The Italian group, less numerous, brings together from the 16th to the 18th century the names of Dell’Abate, Cambiaso, Allegrini, Tiepolo or Piranesi.
We can add to this brief description of the fund drawn, the collection of old engravings, very important digitally but which is above all a set of reproduction engravings having served as an icon library for de Silguy.
After its opening in 1872, the museum received copies of antiques from the State, rarely originals including the Psyche of Aizelin or the Cupid of Fourquet.
We can underline the rather astonishing case of the plaster Les Trois Ombres by Rodin deposited in the museum by the State in 1914, preserved in poor conditions for years to the point that we thought it was a copy before its masterful restoration in 2008.
On the other hand, the artist Hector Lemaire regularly made donations to the museum between 1885 and 1909. Winner of the Wicar Prize, this sculptor of Lille origin stayed in Rome from 1866 to 1870. The Bust of Transtévérine preserved in Quimper is probably his third year shipment.

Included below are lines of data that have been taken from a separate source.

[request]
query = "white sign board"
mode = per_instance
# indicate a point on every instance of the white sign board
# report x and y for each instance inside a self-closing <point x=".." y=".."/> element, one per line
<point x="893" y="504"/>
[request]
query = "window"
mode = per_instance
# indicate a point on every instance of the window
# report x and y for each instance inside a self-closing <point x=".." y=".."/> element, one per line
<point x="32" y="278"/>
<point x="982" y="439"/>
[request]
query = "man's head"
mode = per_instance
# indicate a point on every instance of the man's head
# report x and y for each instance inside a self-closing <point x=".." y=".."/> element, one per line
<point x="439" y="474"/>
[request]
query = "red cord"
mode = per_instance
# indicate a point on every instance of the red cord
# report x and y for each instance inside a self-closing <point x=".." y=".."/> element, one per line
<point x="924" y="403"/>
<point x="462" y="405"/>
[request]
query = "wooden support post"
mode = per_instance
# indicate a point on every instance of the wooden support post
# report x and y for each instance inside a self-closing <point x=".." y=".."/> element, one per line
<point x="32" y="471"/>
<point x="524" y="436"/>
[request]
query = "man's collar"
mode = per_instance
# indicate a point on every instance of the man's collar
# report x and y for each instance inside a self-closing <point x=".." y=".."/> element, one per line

More recently, a very important sculpture by James Pradier entered our collections thanks to the gift of Monique Lavallée in 2001. A set of Breton-inspired sculptures has also been created, in which the work of René Quillivic occupies an important place.

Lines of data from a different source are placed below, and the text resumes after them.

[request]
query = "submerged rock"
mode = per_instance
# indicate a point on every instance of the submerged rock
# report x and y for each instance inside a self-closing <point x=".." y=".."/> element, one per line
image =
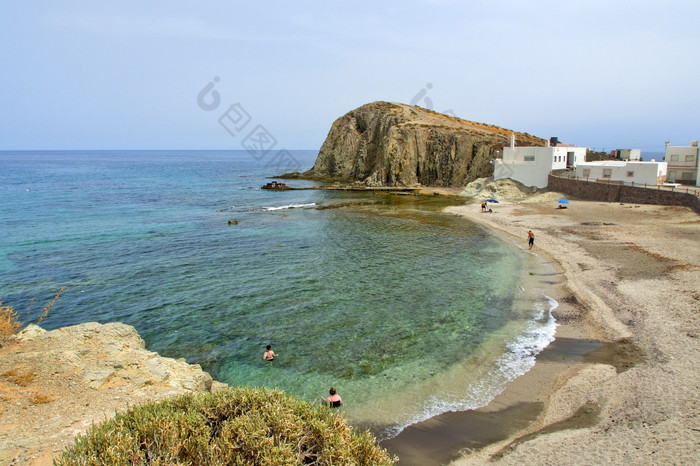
<point x="392" y="144"/>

A room in the museum is dedicated to Max Jacob, a Quimper native. There, one will find many works of Jacob himself (gouaches, pencil drawings, prints, etc.) and his entourage: notably Jean Cocteau (drawings), Picasso (strong on all three), Roger Toulouse, and Amedeo Modigliani (drawings).

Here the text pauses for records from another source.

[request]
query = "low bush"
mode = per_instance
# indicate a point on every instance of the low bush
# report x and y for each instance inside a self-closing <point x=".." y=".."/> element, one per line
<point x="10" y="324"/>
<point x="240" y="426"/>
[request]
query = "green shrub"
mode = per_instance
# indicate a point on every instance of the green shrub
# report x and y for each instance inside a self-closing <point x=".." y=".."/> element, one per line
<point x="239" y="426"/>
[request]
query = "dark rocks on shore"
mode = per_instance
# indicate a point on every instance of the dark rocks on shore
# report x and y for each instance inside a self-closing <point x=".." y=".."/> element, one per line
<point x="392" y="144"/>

Jean Moulin was a senior official before becoming an emblematic figure of the Resistance, serving as the sub-prefect in Chateaulin from 1930 to 1933. During his trip to Brittany, he encountered Max Jacob and by his advice, illustrated the collection of Tristan Corbière’s poems. He signed the 8 prints under the pseudonym “Romanin”
At the heart of the museum, in a specially designed space, an exceptional ensemble of Jean-Julien Lemordant’s paintings are shown. At other times, they decorate the restaurant in l’Hotel de l’Épée in Quimper.
The last few years have focused on the restoration of works from the Silguy legacy (1864) and the Columbian legacy (1893), even if we cannot ignore the masterful restoration, in 2006, of the sculpture “Les Ombres” by Rodin. Several works, more or less exhibited for several years, even since their entry into the collections, have been the subject of very special attention. Under a yellowed varnish or behind some alteration, the curators, whether from the Quimper museum or other institutions, recognized the aesthetic and historical quality of several paintings.